May 8, 2019 (LifeSiteNews) — In a new interview, Bishop Athanasius Schneider makes it clear that the pope’s private correction of his official Abu Dhabi statement — according to which the “diversity of religions” is “willed by God” — that Bishop Schneider himself was able to receive from Pope Francis on March 1 is not sufficient. The Abu Dhabi statement “is still valid,” and thus, says Schneider, “there is being proclaimed a new Gospel, a Gospel that is not the one taught by the Incarnate Word of God, that was loyally preached by the Apostles and passed on to the Church.”
“There can be no doubt,” Schneider explains, “that Saint Paul would say today, concerning this controversial formulation in the Abu Dhabi statement: ‘But though we, or an angel from heaven, preach a gospel to you besides that which we have preached to you, let him be anathema’ (Galatians 1:8–9).”
Pope Francis signed the controversial “Document on Human Fraternity for World Peace and Living Together” with Grand Imam Ahmad el-Tayeb in Abu Dhabi on February 4, 2019.
“Up to now, neither the pope, nor an office of the Holy See speaking in his name, have made a public correction with direct reference to the dubious passage concerning the ‘diversity of religions’” in the Abu Dhabi statement, Bishop Schneider explains in an interview with Gloria.tv. “Therefore,” he concludes, “the formulation concerning the diversity of religions is still valid.”
In the interview, Bishop Schneider goes over in detail the different developments concerning his discussion with Pope Francis about this Abu Dhabi statement.
He insists that the correction given to him by the pope during an audience on March 1 has only a “private character,” and he explains that he gave the pope on the same day a letter asking him to “rescind” the formulation on the “diversity of religions.” Pope Francis, on March 5, answered Bishop Schneider in a letter, saying that in the Abu Dhabi document, the expression “is willed by God”
means the “permissive will of God.”
“I then wrote, on 25 March, yet another personal letter,” explains Schneider. In this letter, he asked the pope if he may repeat “publicly for the whole Church” what the pope had said and written to Schneider in private.

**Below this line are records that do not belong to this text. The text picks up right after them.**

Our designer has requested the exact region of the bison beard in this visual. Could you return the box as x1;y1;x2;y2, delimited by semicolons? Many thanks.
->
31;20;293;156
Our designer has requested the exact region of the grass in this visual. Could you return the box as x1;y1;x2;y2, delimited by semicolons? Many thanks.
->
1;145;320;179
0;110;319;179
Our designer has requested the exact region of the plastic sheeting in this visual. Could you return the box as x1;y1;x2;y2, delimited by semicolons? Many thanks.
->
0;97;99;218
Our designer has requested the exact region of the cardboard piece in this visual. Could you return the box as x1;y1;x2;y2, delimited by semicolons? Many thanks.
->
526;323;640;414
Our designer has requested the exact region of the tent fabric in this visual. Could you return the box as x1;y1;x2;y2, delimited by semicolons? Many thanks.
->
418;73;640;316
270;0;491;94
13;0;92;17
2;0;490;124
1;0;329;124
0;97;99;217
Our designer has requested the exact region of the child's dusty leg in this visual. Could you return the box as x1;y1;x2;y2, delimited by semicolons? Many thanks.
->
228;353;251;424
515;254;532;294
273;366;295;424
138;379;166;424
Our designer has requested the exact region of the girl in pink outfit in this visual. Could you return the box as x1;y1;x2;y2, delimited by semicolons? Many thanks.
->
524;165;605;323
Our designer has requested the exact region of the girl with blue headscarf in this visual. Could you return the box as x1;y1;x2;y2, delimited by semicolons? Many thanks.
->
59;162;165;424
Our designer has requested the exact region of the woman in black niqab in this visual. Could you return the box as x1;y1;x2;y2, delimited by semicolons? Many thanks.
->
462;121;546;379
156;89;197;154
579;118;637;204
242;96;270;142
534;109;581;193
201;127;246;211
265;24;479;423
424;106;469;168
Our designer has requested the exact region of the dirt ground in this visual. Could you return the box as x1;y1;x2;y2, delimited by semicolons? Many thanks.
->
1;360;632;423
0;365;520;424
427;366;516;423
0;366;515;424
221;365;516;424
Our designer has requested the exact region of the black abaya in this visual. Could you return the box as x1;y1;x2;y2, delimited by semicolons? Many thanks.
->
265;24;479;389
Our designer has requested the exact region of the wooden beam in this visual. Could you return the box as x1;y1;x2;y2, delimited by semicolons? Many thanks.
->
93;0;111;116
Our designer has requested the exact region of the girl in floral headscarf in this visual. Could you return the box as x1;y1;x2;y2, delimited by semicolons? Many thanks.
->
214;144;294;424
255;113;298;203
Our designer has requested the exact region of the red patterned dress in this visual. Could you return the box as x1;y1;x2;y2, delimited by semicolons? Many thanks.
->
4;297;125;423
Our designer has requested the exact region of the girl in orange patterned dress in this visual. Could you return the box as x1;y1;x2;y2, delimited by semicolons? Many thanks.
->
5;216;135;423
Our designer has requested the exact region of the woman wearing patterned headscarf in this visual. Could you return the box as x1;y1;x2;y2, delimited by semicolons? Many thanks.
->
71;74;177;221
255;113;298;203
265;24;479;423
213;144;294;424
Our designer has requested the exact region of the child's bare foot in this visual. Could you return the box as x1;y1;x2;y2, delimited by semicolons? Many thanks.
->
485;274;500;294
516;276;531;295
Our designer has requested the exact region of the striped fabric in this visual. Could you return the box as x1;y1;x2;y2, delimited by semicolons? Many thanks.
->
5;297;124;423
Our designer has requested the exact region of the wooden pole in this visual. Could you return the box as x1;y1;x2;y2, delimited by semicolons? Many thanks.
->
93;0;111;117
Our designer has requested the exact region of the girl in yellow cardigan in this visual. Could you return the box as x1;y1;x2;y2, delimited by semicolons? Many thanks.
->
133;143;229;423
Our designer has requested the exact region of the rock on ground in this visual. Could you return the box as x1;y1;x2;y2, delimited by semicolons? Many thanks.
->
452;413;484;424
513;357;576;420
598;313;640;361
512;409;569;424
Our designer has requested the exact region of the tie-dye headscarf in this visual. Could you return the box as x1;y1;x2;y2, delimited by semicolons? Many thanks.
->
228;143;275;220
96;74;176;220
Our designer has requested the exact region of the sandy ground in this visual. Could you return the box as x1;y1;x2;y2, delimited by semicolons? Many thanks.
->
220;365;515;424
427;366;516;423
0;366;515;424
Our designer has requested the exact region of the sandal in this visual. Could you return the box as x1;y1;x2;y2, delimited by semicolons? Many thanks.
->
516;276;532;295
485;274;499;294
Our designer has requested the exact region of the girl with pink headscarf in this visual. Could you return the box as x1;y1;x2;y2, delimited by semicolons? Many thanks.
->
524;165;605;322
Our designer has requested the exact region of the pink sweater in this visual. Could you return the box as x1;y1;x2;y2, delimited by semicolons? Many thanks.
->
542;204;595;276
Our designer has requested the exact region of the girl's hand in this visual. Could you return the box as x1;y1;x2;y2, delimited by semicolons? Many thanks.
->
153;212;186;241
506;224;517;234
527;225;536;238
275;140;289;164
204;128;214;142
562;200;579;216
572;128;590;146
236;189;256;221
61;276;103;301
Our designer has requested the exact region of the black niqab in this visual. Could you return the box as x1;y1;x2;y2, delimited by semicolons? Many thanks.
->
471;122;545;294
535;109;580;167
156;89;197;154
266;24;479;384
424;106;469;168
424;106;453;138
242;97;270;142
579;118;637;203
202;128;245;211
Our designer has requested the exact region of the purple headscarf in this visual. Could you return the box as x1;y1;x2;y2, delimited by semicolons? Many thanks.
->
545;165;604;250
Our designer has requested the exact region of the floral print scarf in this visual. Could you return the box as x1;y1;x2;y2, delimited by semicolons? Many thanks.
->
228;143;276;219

Schneider asked him to do so “because of the confusion in the Church that is growing daily concerning the truth that the Faith in Jesus Christ as the only Redeemer of mankind is the only religion directly and positively willed by God.” (One wonders how Grand Imam Ahmad el-Tayeb would respond to such a possible correction of the Abu Dhabi Statement.)
Asked about the fact that Pope Francis, during the general audience on April 3, explicitly spoke about the “permissive will of God” with regard to the diversity of religions, and whether the pope thereby did not thus “remove the problem,” Bishop Schneider says: “With this formulation, Pope Francis does not make a direct reference to the much-discussed passage of the Abu Dhabi statement.” Additionally, the prelate states, there is no express teaching mentioned that the Faith of Jesus Christ “is the only religion positively willed by God.” Bishop Schneider mentions that Pope Francis did send to him personally a copy of that March 3 statement during the general audience. But he continues, saying that while this March 3 statement may be a “small step forward,” it is still the case that “the statement that is incorrect in itself and as it is to be found in the Abu Dhabi document continues to stand without a clear and authentic correction within the Church” and that “it even is being further spread with its objectively erroneous formulation.”
“Thereby,” Bishop Schneider states, “the truth about the uniqueness of Jesus Christ as Redeemer of Mankind and, subsequently, the Faith in Him as the only religion willed by God is being relativized. This way, the danger grows increasingly that the essence of the whole Gospel and, with it, of the depositum fidei [deposit of the Faith] is being denied.”
In the face of a growing relativization of the “uniqueness of Our Lord and Redeemer Jesus Christ,” explains the prelate, it is even more important now that the “whole Church and, in the first place, Pope Francis” openly speak about this matter. “The document of Abu Dhabi was, however, not helpful with regard to the main mission of the Church.”